The next nine attempts were equally unsuccessful. Five of the rabbits escaped completely, and the four she did catch were too mangled to be presentable. She ate those too. The one good thing that came out of the effort was that Kirei was learning how not to hunt. That, and she was now certain that caracals were ambush hunters. They hunted by stalking their prey quietly until they were close enough, then leaping, pouncing, or darting forward in a short run to catch it. That knowledge would be of great help when she tried to hunt without using the caracal's instincts to help her.
Her tenth try was successful in producing a rabbit that she could sell to Cally's. The next three attempts were failures, but after that, she had a lucky streak where she caught six rabbits and a mouse in a row.
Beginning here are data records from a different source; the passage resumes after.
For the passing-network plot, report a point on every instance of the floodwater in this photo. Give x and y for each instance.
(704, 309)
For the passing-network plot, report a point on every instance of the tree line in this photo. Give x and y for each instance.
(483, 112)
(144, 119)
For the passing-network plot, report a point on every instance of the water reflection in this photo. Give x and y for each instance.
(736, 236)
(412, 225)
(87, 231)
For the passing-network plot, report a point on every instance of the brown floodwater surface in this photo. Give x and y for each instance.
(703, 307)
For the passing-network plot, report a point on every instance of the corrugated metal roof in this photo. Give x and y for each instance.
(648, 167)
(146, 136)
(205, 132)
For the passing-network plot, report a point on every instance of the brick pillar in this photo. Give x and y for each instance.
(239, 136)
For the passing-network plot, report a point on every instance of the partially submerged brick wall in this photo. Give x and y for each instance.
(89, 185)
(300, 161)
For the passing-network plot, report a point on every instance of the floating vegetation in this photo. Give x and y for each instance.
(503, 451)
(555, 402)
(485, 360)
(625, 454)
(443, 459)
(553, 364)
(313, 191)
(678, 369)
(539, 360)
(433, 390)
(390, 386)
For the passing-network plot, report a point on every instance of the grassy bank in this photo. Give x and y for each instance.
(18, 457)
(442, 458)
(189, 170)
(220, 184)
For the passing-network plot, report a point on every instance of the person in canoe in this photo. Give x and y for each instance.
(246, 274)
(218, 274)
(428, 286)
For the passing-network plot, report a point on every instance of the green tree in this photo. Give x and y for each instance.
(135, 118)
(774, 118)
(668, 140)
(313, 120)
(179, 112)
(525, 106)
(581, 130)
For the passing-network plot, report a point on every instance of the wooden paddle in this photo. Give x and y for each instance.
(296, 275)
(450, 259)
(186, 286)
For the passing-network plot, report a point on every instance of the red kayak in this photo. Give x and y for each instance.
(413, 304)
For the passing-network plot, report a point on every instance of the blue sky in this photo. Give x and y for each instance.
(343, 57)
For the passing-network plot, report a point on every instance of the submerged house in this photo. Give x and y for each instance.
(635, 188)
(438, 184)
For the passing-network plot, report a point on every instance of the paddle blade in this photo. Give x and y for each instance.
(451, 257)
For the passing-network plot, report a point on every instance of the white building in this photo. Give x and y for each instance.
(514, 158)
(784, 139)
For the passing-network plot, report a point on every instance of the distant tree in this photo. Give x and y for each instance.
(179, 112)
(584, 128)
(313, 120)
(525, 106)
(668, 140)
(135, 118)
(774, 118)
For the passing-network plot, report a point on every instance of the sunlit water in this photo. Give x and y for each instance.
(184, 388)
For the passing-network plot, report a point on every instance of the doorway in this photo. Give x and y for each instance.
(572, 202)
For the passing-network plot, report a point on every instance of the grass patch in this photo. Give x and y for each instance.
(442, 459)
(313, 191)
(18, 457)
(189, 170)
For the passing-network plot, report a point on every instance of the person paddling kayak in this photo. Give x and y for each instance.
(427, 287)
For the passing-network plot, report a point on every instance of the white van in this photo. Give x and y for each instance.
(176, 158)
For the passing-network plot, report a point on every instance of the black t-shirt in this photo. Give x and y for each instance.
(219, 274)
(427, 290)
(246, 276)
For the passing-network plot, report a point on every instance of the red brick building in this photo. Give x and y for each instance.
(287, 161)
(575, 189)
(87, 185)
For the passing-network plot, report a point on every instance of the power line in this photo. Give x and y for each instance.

Four of the rabbits were in good enough shape to be sold to Cally's. By then, all of the prey in the area was aware of her presence, and she couldn't hear a single thing moving around. After a quarter of a break more searching, she decided to take the rabbits she'd caught so far home, and go try another part of the forest.
It was the right decision to make. After five breaks more, she had another three rabbits that were in good enough shape to be sold to Cally's, and a fourth that was not, but that could be given to Aiden to make a rabbit stew out of for her family. Kirei was ready to call it a trial, so she gathered up the rabbits she'd caught, and started to make her way home.
As she passed by a bush, three good sized birds exploded into the air. By the time Kirei's startled mind recognized them as game hens, her instincts had taken over, dropped the rabbits she'd been carrying, and leaped into the air. Her body twisted in mid air to allow her to change position as the bird closest to her changed direction. And it worked. As she landed next to the corpse of the bird, she couldn't help but think that she had seen acrobats with less ability than her body's instincts had just shown. It reminded her of all the times she had seen her cat twist in mid air as it pounced on the shadows it loved to hunt. Her cat was an acrobat, and it seemed that caracals could be, too.
That's certainly a handy skill to have if birds are part of your diet. she mused.
And it would probably be good for hunting prey that was hiding among rocks, too.
Kirei made her way home slowly, carrying the prey she had caught. She felt that she had learned a lot from giving herself over to her new form's instincts, and watching the caracal hunt. But it would take time for her to process everything that she had learned, and she knew that she was nowhere near ready to try hunting on her own yet.